Ketiga, keekonomian pengembangan lapangan gas bumi yang harus ditingkatkan sehingga bisa menarik investor.
Baca Juga: Permintaan gas terus turun, PGN minta insentif agar bisa bertahan
Terkait dengan poin tersebut, porsi bagian pemerintah dalam bagi hasil investasi lapangan gas bumi tidak perlu besar. Apabila perlu, pemerintah cukup mendapatkan penerimaan dari pajak saja. “Yang diutamakan bukan penerimaan negara langsung melainkan multiplier efek ekonomi yang dihasilkan dari adanya investasi lapangan gas tersebut,” terang Pri.
Pengamat Ekonomi Energi dari Universitas Gadjah Mada Fahmy Radhi menambahkan, Indonesia sebenarnya tidak memiliki masalah terkait kondisi cadangan gas bumi terkini. Sayangnya, pemanfaatan gas bumi di dalam negeri belum begitu optimal lantaran keberadaan infrastruktur yang belum terlalu memadai.

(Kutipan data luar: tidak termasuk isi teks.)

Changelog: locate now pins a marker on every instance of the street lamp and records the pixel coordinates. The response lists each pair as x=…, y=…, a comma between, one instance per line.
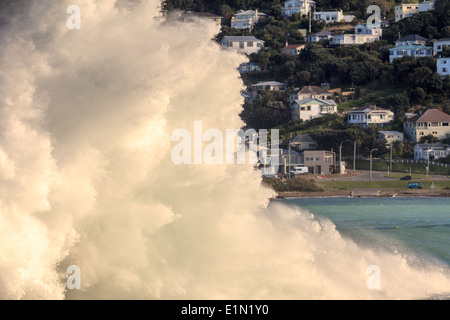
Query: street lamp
x=340, y=156
x=371, y=163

Ditambah lagi, belum banyak pelaku usaha yang benar-benar mampu ikut membangun berbagai infrastruktur strategis gas bumi, ambil contoh jaringan pipa gas distribusi dan transmisi. “Bisa jadi karena biaya investasinya besar namun marjin yang didapat kecil,” kata Fahmy, hari ini.
Untuk mengatasi keterbatasan tersebut, pemerintah bisa mengalokasikan dana khusus untuk pembangunan infrastruktur, misalnya lewat program jaringan gas bumi. Jika pemerintah menugaskan kepada badan usaha seperti PT Perusahaan Gas Negara Tbk (PGAS), maka pemerintah wajib memberikan kompensasi.
PGAS sendiri telah melakukan berbagai upaya dalam meningkatkan infrastruktur gas bumi di Indonesia.
Dalam keterangan tertulis 20 Maret lalu, Sekretaris Perusahaan PGAS Rachmat Hutama menyebut, di tahun 2019 lalu, PGAS berhasil menambah infrastruktur gas bumi sepanjang 253 kilometer. Alhasil, total jaringan pipa yang telah dibangun dan dikelola oleh perusahaan tersebut mencapai 10.169 kilometer.
Baca Juga: Perusahaan Gas Negara (PGAS) siapkan perencanaan kelangsungan bisnis hadapi corona
“Hal ini mencerminkan bahwa lebih dari 98% jaringan pipa gas bumi di Indonesia diusahakan oleh PGAS,” tulisnya.
Hingga tahun 2024, PGAS telah memiliki rencana penambahan infrastruktur gas bumi guna mensuplai kebutuhan berbagai segmen konsumen.
Di antaranya pembangunan jaringan pipa distribusi sepanjang 500 kilometer dan pipa transmisi 528 kilometer, pembangunan 7 Liquified Natural Gas (LNG) filling station untuk truk atau kapal, 5 Floating Storage Regasification Unit (FSRU), 3,59 juta sambungan rumah tangga, dan 17 LNG.